Senators work in the Wyoming Senate chambers on Jan. 11 at the Wyoming Legislature in Cheyenne. 

Dan Cepeda, Star-Tribune

CHEYENNE – Wyoming lawmakers narrowly voted down expanding sexual harassment and anti-discrimination policies to cover all public forums Saturday.

The Legislative Service Office presented an updated sexual harassment and anti-discrimination policy during the Wyoming Legislature’s Management Council meeting in Cheyenne. Matt Obrecht, LSO director, said the policy was largely a reiteration and clarification of the old policy with some changes. But given the climate of the times and the #MeToo movement which has resulted in expulsions and reprimands in state legislatures across the country, Obrecht said it was prudent to make sure the policy is solid.

One key component of the updated policy was when it is in effect and who it applies to, Obrecht said. It now covers actions of members of the Legislature and employees when in session and other times when acting in an official capacity, including interim committee meetings and legislative conferences across the country. It also applies to complaints reported by third parties.

Rep. Cathy Connolly, a Laramie Democrat, said she thought it would be appropriate to apply the policy to legislators in any public forum. She proposed an amendment to that end.

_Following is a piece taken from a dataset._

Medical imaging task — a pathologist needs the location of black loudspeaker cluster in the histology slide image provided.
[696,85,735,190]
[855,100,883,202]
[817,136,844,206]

“I think of myself in public in public forums as a representative of the legislative body, and I think that should be included,” she said. “I am making it a little broader in terms of recognizing that we are invited regularly to speak in public forums as members of the Legislature, and I want to make it clear we are to behave honestly in the same way we do here.”

But Sen. Drew Perkins, a Casper Republican, said he was concerned about how far-reaching the policy should be for the part-time, citizen legislators.

“My concern is that there’s a First Amendment right every legislator has, so I’m just trying to figure out how far this goes,” he said.

Obrecht said the policy already provides that legislators are acting in their official capacities at all times. But he said he could see Perkins’ point that lawmakers switch hats in those forums between their roles as legislators and members of the business community.

Though Senate President and Management Council chairman Eli Bebout, R-Riverton, initially called for a voice vote, it was not discernible whether Connolly’s proposed amendment had the group’s favor.

Perkins, as well as Sen. Ray Peterson, R-Cowley, Rep. Donald Burkhart, R-Rawlins, Rep. John Freeman, D-Green River, Rep. Mike Greear, R-Worland, and Rep. David Miller, R-Riverton, voted against the amendment, which failed 6-6.

The council unanimously voted to adopt the updated policy as a whole.

There have been six reports of sexually inappropriate actions or comments by legislators since 2008, to the best of LSO’s knowledge, Obrecht said in 2017. All of the complaints are against men in regard to their behavior toward women. Five complaints were made by women and one by a man. Three complaints of sexually inappropriate behavior by lawmakers were made in the past two years.

Obrecht said in December he doesn’t think the Wyoming Legislature’s culture is replete with inappropriate behavior.

But he said he does believe there have been inappropriate behavior incidents prior to this year that went unreported.